In April, my newest short story - "On A Midnight Black Chessie" - will appear in Crystal Lake Publishing's anthology, For the Night is Dark, edited by Ross Warren. Here's the cover, synopsis and TOC:
Twenty tales to ward off sleep. Twenty tales to keep you company by candlelight while the world plummets into darkness. Dive into this collection of dark fiction by twenty of the world’s most gifted and disturbed minds, and we’ll see who makes it through the night - for the night is dark. Release is scheduled for April 2013.
Gary McMahon, Jasper Bark, William Meikle, Armand Rosamilia, Jeremy C. Shipp, G.n. Braun, Stephen Bacon, Tracie Mcbride, Mark West, Robert Walker, Tonia Brown, John Claude Smith, Joe Mynhardt, Blaze McRob, Ben Jones, Kevin Lucia, Daniel I Russell, Ray Cluley, Scott Nicholson and Carole Johnstone.
Now, I'm very pleased about my story appearing in this collection for a number of reasons. First of all, it's a step up for me, in terms of the roster. Climbing the ladder, slowly, but surely.
Most importantly, though, is that like another short story of mine - "Almost Home" - which will be in ANOTHER awesome lineup in Nightscape Press/Cutting Block Press' Horror Library, Volume 5, and my serial novella "And I Watered It, With Tears," Part One of which is in the first (and free) issue of Lamplight Magazine, this story marks for me a shift in voice towards something that's much closer to ME, much closer to the kind of fiction I want to write.
Recently, author Gary McMahon (ironically in this TOC with me) posted a Facebook status about "developing your own voice." Feels like that's what I've been doing, in particular, for the past two years or so. Ironically enough, those two years saw quite a drought in acceptances.

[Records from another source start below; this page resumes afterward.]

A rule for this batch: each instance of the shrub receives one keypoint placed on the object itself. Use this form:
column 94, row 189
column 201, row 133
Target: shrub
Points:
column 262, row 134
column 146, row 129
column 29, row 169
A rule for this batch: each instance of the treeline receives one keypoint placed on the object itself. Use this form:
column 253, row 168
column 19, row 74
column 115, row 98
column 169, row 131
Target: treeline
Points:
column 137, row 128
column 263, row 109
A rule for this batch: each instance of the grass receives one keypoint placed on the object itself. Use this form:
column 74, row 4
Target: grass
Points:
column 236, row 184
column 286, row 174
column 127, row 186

To make it short and sweet - because I've posted about this before - in the very beginning of this "career" I tried to write very obvious "horror" stories. And hey, some of them sold. All well and good.
And to be honest, writing something like Hiram Grange & The Chosen One - full of monsters and a monster killer with fast-paced, pulpy-action, with lots of explosions and guts flying - was a lot of fun. I hope to return to the Hiram Grange universe eventually. AND, I feel like I did make my version of Hiram truly mine.

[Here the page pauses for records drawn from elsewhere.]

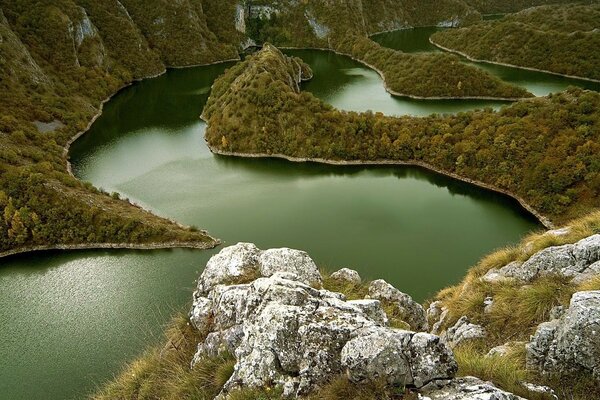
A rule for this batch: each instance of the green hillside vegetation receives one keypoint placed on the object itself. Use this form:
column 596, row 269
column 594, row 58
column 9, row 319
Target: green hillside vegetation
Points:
column 510, row 6
column 543, row 150
column 345, row 29
column 559, row 39
column 58, row 61
column 517, row 312
column 427, row 74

However, things changed dramatically for me as a writer when, in expanding my reading diet, I discovered the works of Charles L. Grant, T. M. Wright, Alan Peter Ryan, Al Sarrantonio, Ramsey Campbell, Ron Malfi, Rio Youers, Norman Prentiss, Mary Sangiovanni and others. Their work was subtle, well-crafted, quiet, eerie, atmospheric, emotionally-charged and darn-near poetic.
Their work really GRABBED me. Not blood'n guts and splattering horror filled with raping monsters and evil, satanic incantations (thanks, Hollywood, for all of those), but tense, emotionally-charged stories built on substance, subtlety and well-crafted prose. THIS was something I wanted to write. I've tried to avoid COPYING their styles (because I've already been down that road with Bradbury and Lovecraft), but I've sought their work out these past two years, eagerly.
And then, this past summer, after reading Dean Koontz's biography, I decided to take a chance and ADMIT the truth: I'm an Idealist. There. I said it. I know I'm writing in the horror/supernatural genre, one that seems awfully pessimistic and nihilistic at times, but in the end, I'm an Idealist. I believe in certain things: love, hope, faith, redemption, forgiveness, recompense, justice, the triumph of good over evil - and I'm going to write about those things, one way or another.
Now, this doesn't mean my stories will always end HAPPY. Especially short stories, because their function is much different than novels, and they don't always offer the same kind of resolution. "On A Midnight Black Chessie" is NOT a happy story, at all, and doesn't offer the same kind of resolution that "Almost Home" does or "And I Watered It" eventually will - but it IS subtler than what I've written in the past, hopefully atmospheric, eerie, with a good deal of emotion.
And that's the kind of stuff I want to write. Now, there's still plenty of room for action-packed, monster-killing fun. For example, Billy the Kid: Down in the Dark (which I WILL be finishing, soon) is basically going to be Hiram Grange on steroids. LOTS of monsters getting blown away, with blood and guts flying. But I think that, like my Hiram Grange novella, my Billy novel will offer some compelling character development along the way, simply because Billy the Kid himself is so intriguing, simply as a human.
And that's what it comes down to, for me. Horror is not (for me, anyway) about zombies and vampires and blood and gore and monsters that eat your intestines, or things like that. It's another genre with staples, yes, but the stuff that rises above the rest - just like in ANY genre - is the stuff that examines and comments on the human condition. It asks questions, it wonders "why?" and shows humans at their worst and best. In other words it says something about this terrible/awful/hard/wonderful/unique/damning/uplifting experience of being human.
And that's what I want to write about, in the end. Always.